By Devin Watkins
Pope Francis acknowledged the devastation wrecked so far by Hurricane Dorian in his greetings to journalists aboard the papal plane bound for Maputo, Mozambique, and asked everyone to pray for those affected.
“Those poor people,” he said, “who from one day to the next have lost their homes, everything, even their lives.”
Dorian crashed into the Bahamas on Sunday evening as a Category 5 hurricane, packing sustained winds nearing 300 km/h and storm surges of 5 m over normal tide levels.
At least 7 people were killed in the Bahamas, and nearly 13,000 homes were destroyed.
Bahamian Prime Minister Hubert Minnis said the death toll is expected to rise as rescue teams are able to reach flooded areas.
He called it “one of the greatest national crises in our country’s history.”
Hurricane Dorian first slammed into the Abaco Islands with the highest-ever-recorded wind speeds at landfall.

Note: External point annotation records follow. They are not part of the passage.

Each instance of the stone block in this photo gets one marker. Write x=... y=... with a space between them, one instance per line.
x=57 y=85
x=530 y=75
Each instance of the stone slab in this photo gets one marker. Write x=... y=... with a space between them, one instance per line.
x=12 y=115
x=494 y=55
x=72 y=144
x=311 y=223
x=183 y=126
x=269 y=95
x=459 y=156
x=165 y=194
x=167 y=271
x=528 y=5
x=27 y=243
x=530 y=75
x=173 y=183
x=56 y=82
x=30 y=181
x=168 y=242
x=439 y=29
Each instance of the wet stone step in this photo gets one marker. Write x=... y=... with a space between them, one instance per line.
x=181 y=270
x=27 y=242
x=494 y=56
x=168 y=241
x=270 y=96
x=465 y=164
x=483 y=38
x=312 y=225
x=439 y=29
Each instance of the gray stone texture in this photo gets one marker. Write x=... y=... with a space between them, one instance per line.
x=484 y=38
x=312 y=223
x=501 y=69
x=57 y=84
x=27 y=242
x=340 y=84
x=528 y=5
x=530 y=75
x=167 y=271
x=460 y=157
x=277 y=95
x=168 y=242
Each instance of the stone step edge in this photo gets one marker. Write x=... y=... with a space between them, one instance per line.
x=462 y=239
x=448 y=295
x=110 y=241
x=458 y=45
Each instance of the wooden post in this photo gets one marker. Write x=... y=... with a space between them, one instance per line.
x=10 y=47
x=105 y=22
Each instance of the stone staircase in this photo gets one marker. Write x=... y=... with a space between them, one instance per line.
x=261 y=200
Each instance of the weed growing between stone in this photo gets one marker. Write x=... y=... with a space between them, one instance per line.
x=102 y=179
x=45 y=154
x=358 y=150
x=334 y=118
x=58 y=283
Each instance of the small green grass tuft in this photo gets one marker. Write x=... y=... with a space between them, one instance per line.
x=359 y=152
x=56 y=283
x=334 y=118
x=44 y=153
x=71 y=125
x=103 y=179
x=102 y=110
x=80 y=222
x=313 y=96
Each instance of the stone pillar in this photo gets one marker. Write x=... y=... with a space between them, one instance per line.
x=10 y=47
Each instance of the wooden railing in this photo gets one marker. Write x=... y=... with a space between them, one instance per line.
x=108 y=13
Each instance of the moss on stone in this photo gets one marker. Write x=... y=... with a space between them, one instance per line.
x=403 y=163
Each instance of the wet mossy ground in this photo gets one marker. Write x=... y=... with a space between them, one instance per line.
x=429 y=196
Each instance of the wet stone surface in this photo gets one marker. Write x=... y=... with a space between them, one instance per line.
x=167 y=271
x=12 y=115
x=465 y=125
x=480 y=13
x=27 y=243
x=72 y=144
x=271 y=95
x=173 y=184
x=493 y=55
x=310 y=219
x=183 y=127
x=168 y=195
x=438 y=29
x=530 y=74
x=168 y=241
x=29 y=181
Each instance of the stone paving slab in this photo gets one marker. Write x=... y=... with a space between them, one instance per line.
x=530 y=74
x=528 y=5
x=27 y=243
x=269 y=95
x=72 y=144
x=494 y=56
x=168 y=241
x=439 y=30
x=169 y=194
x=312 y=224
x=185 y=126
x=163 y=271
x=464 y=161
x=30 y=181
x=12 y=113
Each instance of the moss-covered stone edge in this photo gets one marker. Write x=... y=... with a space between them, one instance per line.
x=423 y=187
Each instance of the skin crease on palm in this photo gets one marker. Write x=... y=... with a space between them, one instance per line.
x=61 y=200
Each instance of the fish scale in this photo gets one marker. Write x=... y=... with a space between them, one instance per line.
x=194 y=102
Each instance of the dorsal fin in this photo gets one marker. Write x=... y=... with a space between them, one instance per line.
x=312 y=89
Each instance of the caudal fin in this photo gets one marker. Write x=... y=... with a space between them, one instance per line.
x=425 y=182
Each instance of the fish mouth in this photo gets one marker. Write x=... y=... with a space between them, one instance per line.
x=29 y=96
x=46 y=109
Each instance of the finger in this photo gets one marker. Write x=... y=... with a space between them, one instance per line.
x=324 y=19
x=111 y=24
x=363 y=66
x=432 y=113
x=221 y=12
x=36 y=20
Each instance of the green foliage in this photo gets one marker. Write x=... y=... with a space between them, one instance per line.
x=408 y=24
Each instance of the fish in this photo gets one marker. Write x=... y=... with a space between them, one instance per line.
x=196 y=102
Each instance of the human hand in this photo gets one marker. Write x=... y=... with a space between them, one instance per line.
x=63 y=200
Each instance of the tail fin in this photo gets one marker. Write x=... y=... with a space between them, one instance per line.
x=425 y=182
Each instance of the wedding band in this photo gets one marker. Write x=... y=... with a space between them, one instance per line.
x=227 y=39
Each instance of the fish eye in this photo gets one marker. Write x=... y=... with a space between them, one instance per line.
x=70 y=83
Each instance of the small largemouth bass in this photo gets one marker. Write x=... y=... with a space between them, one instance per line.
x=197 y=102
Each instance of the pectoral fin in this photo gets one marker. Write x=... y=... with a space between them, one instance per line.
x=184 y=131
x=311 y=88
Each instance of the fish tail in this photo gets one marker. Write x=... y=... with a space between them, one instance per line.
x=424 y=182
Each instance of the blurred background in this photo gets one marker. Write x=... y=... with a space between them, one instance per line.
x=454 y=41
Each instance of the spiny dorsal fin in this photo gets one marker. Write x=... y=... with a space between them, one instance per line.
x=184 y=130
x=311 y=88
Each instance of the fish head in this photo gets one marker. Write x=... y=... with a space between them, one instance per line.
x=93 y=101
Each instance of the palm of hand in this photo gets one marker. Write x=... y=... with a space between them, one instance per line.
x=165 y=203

On Monday, the storm struck Grand Bahama and hovered there for 2 days, causing severe damage and flooding.
Church preparing emergency aid
Archbishop Patrick Pinder, whose jurisdiction covers the Bahamas, said the local Catholic Church is working to procure humanitarian aid to send to those suffering the effects of Dorian.
“We have a huge task ahead of us, and we are going to need a lot of help,” he said.
The Archdiocese of Nassau will be collecting water, food, hygiene kits, and children’s products to distribute to those affected. “The initial response is in itself a huge task and will require a lot of resources," said Archbishop Pinder.
He called Dorian “a very powerful and destructive hurricane”, adding that “its impact has been particularly direct and severe on the islands of Abaco and Grand Bahama.”
More than 70,000 people were affected by the hurricane, said Archbishop Pinder, adding that recovery efforts “are sure to take a long time.”